Виктор Левашов - Третья половина жизни
– Опять вы, Валерий, разрушаете вечную мерзлоту. Не понимаете главного. Да, молодой рабочий, который почувствует себя обманутым, уедет через полгода. Но за эти полгода он сделает столько неквалифицированной работы, что окупит все затраты.
– Но это же браконьерство, – возразил Леонтьев. – Врём и знаем, что врём. Как будет чувствовать себя человек, которого обманули? Чего от него ждать?
– Никто ничего и не ждёт. Вы идеалист, Валерий. Помните, что сказал Хрущев? «Нынешнее поколение советских людей будет жить при коммунизме». Вы верите, что будете жить при коммунизме?
– Нет.
– Я тем более не верю. Но без веры в то, что будет лучше, нельзя. Вы называете это враньём. А я считаю иллюзией, которая помогает жить. На этой иллюзии, как на вечной мерзлоте, стоит Норильск. На ней держится вся наша жизнь. Всегда держалась и всегда будет держаться. Помните об этом. И не разрушайте вечную мерзлоту. Это плохо кончится. Прежде всего для вас.
Леонтьев только пожал плечами. Пожилой человек с трудной судьбой, он имеет право на свои убеждения. Не ему переубеждать Венгерова. Но и не Венгерову указывать Леонтьеву, как ему жить и во что верить.
Сюжеты для передач «Контура» подсказывала сама жизнь. Игорь Шадхан предложил цикл публицистических программ, которые состояли бы из двух частей – из драматической композиции на местную тему и обсуждения ситуации юристами, педагогами и психологами. Первая передача была посвящена нашумевшей в городе истории. Пятнадцатилетний мальчишка, учащийся ПТУ, влюбился в сверстницу. Она отвечала ему взаимностью, но ее отец, директор одного из норильских заводов, был резко против дружбы дочери с пэтэушником, держал ее под замком, даже бил. Однажды, защищая подружку от рукоприкладства отца, парень пырнул его самодельным ножом и угодил за решетку.
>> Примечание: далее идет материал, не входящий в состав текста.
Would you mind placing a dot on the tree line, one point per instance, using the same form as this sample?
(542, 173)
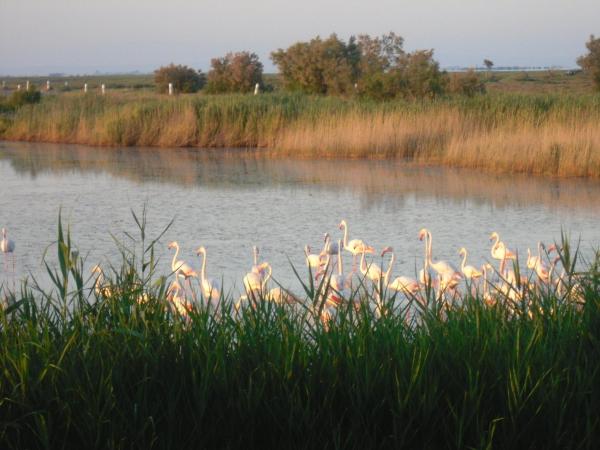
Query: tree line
(363, 66)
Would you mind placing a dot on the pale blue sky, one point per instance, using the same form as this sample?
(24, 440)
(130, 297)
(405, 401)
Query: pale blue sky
(82, 36)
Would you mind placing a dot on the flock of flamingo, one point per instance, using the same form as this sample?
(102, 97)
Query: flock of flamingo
(335, 286)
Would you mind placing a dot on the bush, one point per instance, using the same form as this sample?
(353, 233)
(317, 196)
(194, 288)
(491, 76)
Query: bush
(467, 83)
(327, 66)
(376, 68)
(185, 79)
(20, 98)
(591, 62)
(235, 72)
Эту историю, разыгранную актерами городского театра, и обсуждали за круглым столом. Эксперты встали на сторону парня: он, конечно, неправ, но и отцу не хватило педагогического такта. Леонтьев вел передачу, и уже в начале обсуждения обратил внимание на отчаянные знаки, которые подавала ему помреж из-за спины телеоператора. Но живой эфир не позволяет ни на что отвлекаться. Наконец она вошла в кадр и положила перед ним записку. В ней было: «Все спрашивают, откуда такой нож?» В конце передачи Леонтьев вслух прочитал записку и процитировал уголовное дело: «Нанес легкое телесное повреждение самодельным ножом, изготовленным обвиняемым в мастерской ПТУ».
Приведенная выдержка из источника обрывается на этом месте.